Welke factoren beïnvloeden de opioïdconversie?
Doseringsverschillen afhankelijk van de toedieningsroute, doseringsvariaties tussen medicijnen en de algehele status van de patiënt zijn enkele factoren waarmee artsen rekening houden bij het berekenen van opioïde omzettingen. Opioïde conversietabellen bieden duur, halfwaardetijd, route en dosisaanpassingen tussen medicijnen. Andere factoren die niet door deze hulpmiddelen worden overwogen, zijn onder meer doseringsverschillen tussen reguliere en verlengde afgifte van dezelfde medicijnen, specifieke medische aandoeningen of een verandering in de status van de patiënt tijdens het gebruik van de voorgeschreven medicatie.

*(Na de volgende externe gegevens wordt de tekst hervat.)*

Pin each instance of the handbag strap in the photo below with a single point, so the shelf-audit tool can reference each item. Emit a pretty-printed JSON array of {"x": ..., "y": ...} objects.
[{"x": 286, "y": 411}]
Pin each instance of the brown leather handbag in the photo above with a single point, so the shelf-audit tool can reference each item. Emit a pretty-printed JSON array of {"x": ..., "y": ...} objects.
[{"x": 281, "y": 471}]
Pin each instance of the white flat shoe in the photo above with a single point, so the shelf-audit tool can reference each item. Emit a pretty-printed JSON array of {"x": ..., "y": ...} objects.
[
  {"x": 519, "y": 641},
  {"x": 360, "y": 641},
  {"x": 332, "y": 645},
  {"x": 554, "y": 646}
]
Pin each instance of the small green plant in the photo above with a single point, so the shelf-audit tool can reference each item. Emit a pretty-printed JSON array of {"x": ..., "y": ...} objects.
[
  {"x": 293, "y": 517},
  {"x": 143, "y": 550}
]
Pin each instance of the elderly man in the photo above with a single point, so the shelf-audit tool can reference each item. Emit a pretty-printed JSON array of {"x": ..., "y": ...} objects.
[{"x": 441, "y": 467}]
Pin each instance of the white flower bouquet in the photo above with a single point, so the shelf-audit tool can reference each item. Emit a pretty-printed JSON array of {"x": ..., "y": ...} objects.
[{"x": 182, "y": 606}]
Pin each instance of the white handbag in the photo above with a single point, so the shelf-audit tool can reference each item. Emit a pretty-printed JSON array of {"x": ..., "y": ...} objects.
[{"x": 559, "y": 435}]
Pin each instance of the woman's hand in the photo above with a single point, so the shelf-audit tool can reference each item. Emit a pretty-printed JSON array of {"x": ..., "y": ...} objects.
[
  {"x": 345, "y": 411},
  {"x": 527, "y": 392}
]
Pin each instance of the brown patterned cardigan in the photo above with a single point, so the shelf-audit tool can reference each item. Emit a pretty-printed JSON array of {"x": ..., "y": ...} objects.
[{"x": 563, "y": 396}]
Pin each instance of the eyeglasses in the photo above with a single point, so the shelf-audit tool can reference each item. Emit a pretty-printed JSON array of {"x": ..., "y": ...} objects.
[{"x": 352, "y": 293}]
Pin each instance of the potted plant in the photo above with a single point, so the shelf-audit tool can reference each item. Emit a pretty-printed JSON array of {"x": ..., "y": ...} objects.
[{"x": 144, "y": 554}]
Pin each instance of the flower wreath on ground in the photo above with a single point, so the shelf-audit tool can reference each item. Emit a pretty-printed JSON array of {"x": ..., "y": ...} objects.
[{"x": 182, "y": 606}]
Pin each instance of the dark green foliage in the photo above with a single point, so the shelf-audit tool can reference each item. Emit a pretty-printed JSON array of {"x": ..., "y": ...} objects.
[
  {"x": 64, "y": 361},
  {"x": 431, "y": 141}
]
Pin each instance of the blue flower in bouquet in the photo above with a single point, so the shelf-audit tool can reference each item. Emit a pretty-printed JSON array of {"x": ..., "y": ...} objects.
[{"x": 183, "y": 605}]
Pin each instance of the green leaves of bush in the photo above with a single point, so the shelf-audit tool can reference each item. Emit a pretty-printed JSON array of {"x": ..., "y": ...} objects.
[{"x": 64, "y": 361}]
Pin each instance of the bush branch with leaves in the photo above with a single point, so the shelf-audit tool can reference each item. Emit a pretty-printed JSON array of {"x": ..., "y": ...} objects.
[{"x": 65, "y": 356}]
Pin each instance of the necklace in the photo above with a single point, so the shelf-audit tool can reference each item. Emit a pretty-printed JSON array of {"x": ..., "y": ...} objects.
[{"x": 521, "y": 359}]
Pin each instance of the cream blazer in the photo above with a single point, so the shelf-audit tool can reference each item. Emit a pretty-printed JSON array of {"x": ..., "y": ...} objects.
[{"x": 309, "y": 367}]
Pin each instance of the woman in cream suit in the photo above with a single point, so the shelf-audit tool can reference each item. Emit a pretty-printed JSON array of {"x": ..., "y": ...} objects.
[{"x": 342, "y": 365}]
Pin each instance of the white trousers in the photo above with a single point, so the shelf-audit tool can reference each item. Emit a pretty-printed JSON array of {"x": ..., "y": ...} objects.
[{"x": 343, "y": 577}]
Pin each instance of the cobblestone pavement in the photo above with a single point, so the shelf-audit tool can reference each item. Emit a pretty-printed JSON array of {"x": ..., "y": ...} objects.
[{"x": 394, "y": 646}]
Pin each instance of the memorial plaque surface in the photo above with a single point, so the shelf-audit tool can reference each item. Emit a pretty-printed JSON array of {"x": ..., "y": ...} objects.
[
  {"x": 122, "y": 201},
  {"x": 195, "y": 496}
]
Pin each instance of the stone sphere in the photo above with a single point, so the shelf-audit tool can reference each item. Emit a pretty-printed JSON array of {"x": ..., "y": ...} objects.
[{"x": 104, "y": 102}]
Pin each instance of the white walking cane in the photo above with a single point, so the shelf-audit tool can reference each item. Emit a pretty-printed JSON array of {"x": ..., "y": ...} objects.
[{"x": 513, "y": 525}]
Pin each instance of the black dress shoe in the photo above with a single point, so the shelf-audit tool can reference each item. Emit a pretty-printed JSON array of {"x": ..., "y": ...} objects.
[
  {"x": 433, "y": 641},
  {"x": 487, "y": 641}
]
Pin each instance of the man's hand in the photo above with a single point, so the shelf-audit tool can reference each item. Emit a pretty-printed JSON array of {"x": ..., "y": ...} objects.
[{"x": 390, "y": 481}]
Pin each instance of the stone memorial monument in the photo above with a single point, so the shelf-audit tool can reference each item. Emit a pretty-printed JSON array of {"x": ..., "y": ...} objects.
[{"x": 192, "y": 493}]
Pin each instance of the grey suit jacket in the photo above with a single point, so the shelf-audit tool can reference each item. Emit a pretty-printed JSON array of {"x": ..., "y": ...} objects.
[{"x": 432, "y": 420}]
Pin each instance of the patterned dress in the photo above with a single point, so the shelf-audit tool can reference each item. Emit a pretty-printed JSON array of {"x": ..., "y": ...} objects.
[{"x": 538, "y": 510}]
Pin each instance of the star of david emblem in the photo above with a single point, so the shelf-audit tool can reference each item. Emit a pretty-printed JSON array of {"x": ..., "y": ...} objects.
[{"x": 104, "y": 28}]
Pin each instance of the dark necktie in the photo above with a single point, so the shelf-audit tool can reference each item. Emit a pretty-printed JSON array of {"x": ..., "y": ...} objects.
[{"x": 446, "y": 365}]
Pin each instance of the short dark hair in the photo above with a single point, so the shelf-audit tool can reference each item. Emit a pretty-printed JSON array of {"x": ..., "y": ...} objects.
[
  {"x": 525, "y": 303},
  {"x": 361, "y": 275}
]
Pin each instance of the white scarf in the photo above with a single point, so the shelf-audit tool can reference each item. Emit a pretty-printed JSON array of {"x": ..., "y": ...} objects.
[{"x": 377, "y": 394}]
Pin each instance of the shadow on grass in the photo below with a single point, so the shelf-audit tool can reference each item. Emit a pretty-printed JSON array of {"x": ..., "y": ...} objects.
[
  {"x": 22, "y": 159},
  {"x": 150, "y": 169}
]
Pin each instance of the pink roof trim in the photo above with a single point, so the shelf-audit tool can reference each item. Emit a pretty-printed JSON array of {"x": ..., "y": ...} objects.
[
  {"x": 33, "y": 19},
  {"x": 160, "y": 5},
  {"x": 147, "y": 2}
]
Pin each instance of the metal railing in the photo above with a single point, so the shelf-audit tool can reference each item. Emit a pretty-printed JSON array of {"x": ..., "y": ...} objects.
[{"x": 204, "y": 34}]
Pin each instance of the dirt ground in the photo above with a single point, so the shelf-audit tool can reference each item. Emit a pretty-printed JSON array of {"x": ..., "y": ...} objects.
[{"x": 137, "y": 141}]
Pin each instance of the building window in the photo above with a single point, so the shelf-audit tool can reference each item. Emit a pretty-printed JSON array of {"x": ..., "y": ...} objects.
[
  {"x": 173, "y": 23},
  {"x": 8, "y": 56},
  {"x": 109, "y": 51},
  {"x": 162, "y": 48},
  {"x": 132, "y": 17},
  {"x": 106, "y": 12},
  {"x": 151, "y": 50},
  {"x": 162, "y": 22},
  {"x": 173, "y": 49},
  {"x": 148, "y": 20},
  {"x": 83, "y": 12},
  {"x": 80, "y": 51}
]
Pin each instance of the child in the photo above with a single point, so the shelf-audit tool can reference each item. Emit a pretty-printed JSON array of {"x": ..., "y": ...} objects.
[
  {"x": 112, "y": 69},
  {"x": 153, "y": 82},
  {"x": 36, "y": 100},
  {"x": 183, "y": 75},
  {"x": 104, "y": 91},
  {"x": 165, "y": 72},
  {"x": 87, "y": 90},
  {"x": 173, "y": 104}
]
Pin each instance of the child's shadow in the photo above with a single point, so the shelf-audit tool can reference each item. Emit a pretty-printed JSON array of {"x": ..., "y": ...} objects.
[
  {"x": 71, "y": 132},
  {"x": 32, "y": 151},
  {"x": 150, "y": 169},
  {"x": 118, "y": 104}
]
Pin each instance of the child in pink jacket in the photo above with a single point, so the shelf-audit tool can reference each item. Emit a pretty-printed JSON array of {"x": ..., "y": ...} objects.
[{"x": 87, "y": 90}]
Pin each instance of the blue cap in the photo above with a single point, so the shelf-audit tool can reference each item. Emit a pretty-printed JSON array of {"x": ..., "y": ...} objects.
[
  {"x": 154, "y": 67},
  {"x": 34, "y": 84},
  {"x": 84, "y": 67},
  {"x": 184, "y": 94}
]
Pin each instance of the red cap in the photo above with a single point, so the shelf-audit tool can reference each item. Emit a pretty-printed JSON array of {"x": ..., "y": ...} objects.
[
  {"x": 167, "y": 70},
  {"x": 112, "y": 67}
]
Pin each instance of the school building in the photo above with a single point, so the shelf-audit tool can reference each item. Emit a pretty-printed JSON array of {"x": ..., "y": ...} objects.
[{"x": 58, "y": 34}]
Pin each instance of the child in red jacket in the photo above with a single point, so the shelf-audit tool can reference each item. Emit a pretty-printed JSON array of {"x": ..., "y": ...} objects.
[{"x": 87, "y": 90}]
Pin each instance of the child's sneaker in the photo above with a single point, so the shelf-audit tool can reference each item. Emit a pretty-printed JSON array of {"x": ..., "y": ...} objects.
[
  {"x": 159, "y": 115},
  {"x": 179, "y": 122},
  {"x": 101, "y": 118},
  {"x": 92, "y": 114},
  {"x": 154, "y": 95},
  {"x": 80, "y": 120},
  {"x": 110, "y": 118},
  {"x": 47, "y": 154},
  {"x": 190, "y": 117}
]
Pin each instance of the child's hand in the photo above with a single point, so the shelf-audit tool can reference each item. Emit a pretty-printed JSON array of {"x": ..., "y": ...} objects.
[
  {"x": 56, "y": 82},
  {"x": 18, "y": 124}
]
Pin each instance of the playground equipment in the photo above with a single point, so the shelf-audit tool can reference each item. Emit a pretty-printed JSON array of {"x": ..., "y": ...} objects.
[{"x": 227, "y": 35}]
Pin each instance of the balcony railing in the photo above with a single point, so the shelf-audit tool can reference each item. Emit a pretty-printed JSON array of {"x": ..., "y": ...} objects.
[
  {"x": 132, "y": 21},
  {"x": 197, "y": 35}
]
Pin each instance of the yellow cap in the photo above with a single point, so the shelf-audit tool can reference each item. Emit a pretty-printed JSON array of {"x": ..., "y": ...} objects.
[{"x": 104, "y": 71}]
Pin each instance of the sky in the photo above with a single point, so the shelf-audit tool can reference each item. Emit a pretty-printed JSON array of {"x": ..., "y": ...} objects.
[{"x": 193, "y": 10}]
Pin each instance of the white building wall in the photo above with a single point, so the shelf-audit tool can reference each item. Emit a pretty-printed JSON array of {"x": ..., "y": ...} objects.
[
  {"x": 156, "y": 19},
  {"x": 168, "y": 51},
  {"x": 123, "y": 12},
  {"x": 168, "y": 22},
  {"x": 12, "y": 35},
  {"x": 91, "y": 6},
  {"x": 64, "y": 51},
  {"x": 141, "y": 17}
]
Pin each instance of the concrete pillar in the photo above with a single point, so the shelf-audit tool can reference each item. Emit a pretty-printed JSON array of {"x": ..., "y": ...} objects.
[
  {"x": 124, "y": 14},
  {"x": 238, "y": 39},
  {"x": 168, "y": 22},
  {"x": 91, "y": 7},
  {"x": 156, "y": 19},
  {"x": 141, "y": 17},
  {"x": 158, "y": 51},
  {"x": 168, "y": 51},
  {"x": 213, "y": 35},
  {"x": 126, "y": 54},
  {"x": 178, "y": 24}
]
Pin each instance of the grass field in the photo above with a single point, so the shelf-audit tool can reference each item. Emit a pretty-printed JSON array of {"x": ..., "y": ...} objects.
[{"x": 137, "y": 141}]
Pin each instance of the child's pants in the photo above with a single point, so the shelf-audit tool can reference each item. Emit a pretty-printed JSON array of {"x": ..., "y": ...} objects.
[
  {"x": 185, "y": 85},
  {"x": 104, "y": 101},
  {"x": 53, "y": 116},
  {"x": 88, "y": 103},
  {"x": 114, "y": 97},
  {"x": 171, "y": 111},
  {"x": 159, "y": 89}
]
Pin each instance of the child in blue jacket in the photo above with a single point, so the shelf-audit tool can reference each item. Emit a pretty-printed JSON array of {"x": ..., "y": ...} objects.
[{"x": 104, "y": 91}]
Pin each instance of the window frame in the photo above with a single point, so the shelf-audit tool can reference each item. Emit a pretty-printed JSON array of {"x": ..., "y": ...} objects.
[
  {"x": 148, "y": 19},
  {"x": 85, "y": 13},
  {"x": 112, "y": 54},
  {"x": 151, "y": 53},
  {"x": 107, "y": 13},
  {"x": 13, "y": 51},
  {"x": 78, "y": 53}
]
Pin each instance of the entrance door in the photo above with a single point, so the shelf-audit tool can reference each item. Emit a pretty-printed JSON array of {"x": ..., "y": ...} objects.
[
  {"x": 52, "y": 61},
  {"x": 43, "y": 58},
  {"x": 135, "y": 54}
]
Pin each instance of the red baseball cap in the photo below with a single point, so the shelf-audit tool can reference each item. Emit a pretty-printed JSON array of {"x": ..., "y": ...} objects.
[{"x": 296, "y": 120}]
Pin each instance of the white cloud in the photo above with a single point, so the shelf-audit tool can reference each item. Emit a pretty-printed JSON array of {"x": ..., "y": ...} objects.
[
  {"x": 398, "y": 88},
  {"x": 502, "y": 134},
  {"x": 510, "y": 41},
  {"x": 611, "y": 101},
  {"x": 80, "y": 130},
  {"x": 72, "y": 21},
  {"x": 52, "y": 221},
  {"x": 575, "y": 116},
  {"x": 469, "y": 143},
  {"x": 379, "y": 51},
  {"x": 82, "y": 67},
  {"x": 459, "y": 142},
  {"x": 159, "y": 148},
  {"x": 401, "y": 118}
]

Artsen schrijven in het algemeen opioïde medicijnen voor acute pijn die chirurgische procedures volgt of voor matige tot ernstige chronische pijn geassocieerd met artritische aandoeningen of kanker. Soorten opioïden die gewoonlijk worden gebruikt, omvatten echte opioïden, semi-synthetische opioïden en synthetische opioïden. Codeïne en morfine bevatten respectievelijk 0,50% en 10% opium, terwijl oxycodon en oxycontin morfine en acetyl of andere synthetische verbindingen bevatten. Gesynthetiseerde opioïden omvatten fentanyl en methadon.
De tijd waarin patiënten de pijnverlichting ervaren die wordt veroorzaakt door opioïden verschilt aanzienlijk, afhankelijk van het feit of de toediening van het geneesmiddel oraal, intramusculair of intraveneus is (IV). Medicatie gegeven IV infusie bereikt de bloedbaan onmiddellijk en vereist over het algemeen een lagere dosis dan andere vormen van dezelfde medicatie. Patiënten die IV-opioïde-therapie in een ziekenhuisomgeving voorgeschreven krijgen, kunnen de medicatie oraal blijven gebruiken na ontslag, hetgeen in het algemeen opioïdeomzetting vereist. Artsen kunnen een verlengde afgifte-formule voorschrijven voor patiënten die niet voldoende pijnbeheersing krijgen bij routinematige doses van een reguliere formulering, waarvoor mogelijk dosisaanpassingen nodig zijn vanwege de grootte van de patiënt of de intensiteit van de pijn.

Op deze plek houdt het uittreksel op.